With the advent of the slick, commercially based Premier League in 1992, the FA knew they had to modernise. And that meant moving to bigger headquarters nearer the media and advertising firms who now provide the basis of the FA's and indeed football's income.

This Sunday the public will be given their first glimpse inside the new Soho HQ when it is used to host the draw for the third round of the FA Cup, presented live on ITV by Gabby Yorath.

It will be a far cry from the days when former FA chairman Bert Millichip was filmed in one of Lancaster Gate's stuffy committee rooms drawing balls from a blue bag.

The FA moved to 22 Lancaster Gate in 1929 from the supposedly haunted offices of 42 Russell Square which were leased, appropriately given the number of ageing blazers who ran the FA in those days, from the British Museum.

They bought their new base from the Association of British Launderers and Cleaners and it was while the FA were based at this address that Sir Stanley Rous put English football at the forefront of the world game.

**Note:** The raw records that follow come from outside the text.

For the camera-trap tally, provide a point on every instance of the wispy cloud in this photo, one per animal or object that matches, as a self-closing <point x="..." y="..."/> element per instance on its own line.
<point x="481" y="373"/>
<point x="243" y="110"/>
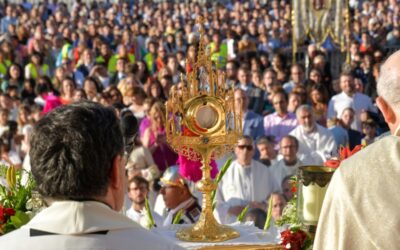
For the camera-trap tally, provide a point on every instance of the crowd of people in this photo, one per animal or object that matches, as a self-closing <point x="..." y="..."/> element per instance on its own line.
<point x="128" y="56"/>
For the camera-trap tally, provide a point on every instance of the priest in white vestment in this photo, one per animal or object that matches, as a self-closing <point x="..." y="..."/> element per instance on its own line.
<point x="361" y="209"/>
<point x="246" y="182"/>
<point x="289" y="164"/>
<point x="316" y="143"/>
<point x="349" y="98"/>
<point x="78" y="165"/>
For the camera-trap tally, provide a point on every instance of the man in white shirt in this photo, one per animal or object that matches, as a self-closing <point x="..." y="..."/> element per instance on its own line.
<point x="361" y="205"/>
<point x="177" y="197"/>
<point x="77" y="157"/>
<point x="297" y="78"/>
<point x="289" y="164"/>
<point x="316" y="143"/>
<point x="246" y="182"/>
<point x="281" y="122"/>
<point x="349" y="98"/>
<point x="138" y="190"/>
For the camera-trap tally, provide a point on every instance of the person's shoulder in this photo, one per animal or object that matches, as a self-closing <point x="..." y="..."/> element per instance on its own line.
<point x="380" y="152"/>
<point x="253" y="115"/>
<point x="337" y="96"/>
<point x="362" y="96"/>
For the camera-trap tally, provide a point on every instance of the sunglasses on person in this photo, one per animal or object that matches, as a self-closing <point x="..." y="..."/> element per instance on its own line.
<point x="248" y="147"/>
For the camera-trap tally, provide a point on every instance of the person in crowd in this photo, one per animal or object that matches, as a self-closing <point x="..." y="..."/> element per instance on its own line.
<point x="316" y="143"/>
<point x="67" y="90"/>
<point x="369" y="130"/>
<point x="318" y="96"/>
<point x="246" y="182"/>
<point x="346" y="121"/>
<point x="349" y="98"/>
<point x="266" y="148"/>
<point x="15" y="77"/>
<point x="154" y="138"/>
<point x="177" y="196"/>
<point x="297" y="78"/>
<point x="338" y="131"/>
<point x="252" y="122"/>
<point x="294" y="102"/>
<point x="289" y="163"/>
<point x="83" y="202"/>
<point x="281" y="122"/>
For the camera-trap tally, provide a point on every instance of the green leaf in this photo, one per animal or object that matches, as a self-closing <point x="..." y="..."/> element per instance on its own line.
<point x="220" y="174"/>
<point x="178" y="217"/>
<point x="19" y="219"/>
<point x="243" y="213"/>
<point x="269" y="214"/>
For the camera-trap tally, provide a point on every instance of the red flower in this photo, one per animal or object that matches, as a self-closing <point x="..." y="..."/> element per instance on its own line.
<point x="9" y="211"/>
<point x="5" y="213"/>
<point x="296" y="239"/>
<point x="344" y="153"/>
<point x="333" y="163"/>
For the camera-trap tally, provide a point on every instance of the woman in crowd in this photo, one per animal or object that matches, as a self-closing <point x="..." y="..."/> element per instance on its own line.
<point x="318" y="97"/>
<point x="67" y="90"/>
<point x="135" y="100"/>
<point x="15" y="77"/>
<point x="154" y="138"/>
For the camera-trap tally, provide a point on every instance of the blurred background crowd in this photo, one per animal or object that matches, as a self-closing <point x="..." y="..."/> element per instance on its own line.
<point x="129" y="55"/>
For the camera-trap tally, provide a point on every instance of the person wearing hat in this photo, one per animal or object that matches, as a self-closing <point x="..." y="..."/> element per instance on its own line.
<point x="177" y="196"/>
<point x="369" y="130"/>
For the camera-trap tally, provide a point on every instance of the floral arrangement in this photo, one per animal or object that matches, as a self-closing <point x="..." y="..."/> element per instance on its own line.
<point x="294" y="237"/>
<point x="17" y="206"/>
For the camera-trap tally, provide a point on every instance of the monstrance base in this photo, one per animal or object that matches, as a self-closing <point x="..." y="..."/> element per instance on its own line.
<point x="211" y="232"/>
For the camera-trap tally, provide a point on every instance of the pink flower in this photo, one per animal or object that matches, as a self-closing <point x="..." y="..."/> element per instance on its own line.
<point x="191" y="171"/>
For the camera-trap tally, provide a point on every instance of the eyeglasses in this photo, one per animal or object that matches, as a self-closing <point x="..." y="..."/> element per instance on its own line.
<point x="248" y="147"/>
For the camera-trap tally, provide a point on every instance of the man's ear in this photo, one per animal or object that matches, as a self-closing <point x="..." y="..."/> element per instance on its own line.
<point x="386" y="109"/>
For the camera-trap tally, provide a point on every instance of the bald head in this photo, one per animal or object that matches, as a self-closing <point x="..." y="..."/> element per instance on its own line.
<point x="388" y="87"/>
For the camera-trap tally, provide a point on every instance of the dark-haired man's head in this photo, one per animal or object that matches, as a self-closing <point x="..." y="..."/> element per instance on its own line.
<point x="76" y="154"/>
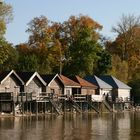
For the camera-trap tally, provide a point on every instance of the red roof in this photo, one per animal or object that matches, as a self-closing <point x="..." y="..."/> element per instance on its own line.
<point x="68" y="82"/>
<point x="83" y="82"/>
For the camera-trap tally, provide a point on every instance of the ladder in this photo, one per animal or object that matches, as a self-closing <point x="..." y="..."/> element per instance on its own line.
<point x="90" y="104"/>
<point x="75" y="105"/>
<point x="56" y="106"/>
<point x="107" y="105"/>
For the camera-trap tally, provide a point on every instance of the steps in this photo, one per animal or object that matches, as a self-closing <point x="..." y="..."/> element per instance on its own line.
<point x="56" y="106"/>
<point x="75" y="105"/>
<point x="90" y="104"/>
<point x="107" y="105"/>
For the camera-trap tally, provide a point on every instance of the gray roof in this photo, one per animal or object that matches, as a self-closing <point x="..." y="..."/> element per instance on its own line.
<point x="98" y="82"/>
<point x="114" y="82"/>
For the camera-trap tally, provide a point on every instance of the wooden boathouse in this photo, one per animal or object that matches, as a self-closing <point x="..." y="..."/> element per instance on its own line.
<point x="32" y="93"/>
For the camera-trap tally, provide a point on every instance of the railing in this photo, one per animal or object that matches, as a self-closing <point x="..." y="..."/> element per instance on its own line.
<point x="6" y="96"/>
<point x="80" y="98"/>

In his autobiography he recalled how Lancaster Gate in those days was "in many ways a quiet backwater. There was no problem parking my Hillman Minx as there was rarely another car in the road."

In stark contrast to the current FA, he wrote how disciplinary cases were "very rare, not more than five or six a year needed personal hearings".

They moved up the road to 15-17 Lancaster Gate in 1972 and although the offices were badly damaged by smoke following a fire in 1998 they were refurbished and ended up being sold this week for £7.25m, nearly £1m more than the FA had expected to fetch.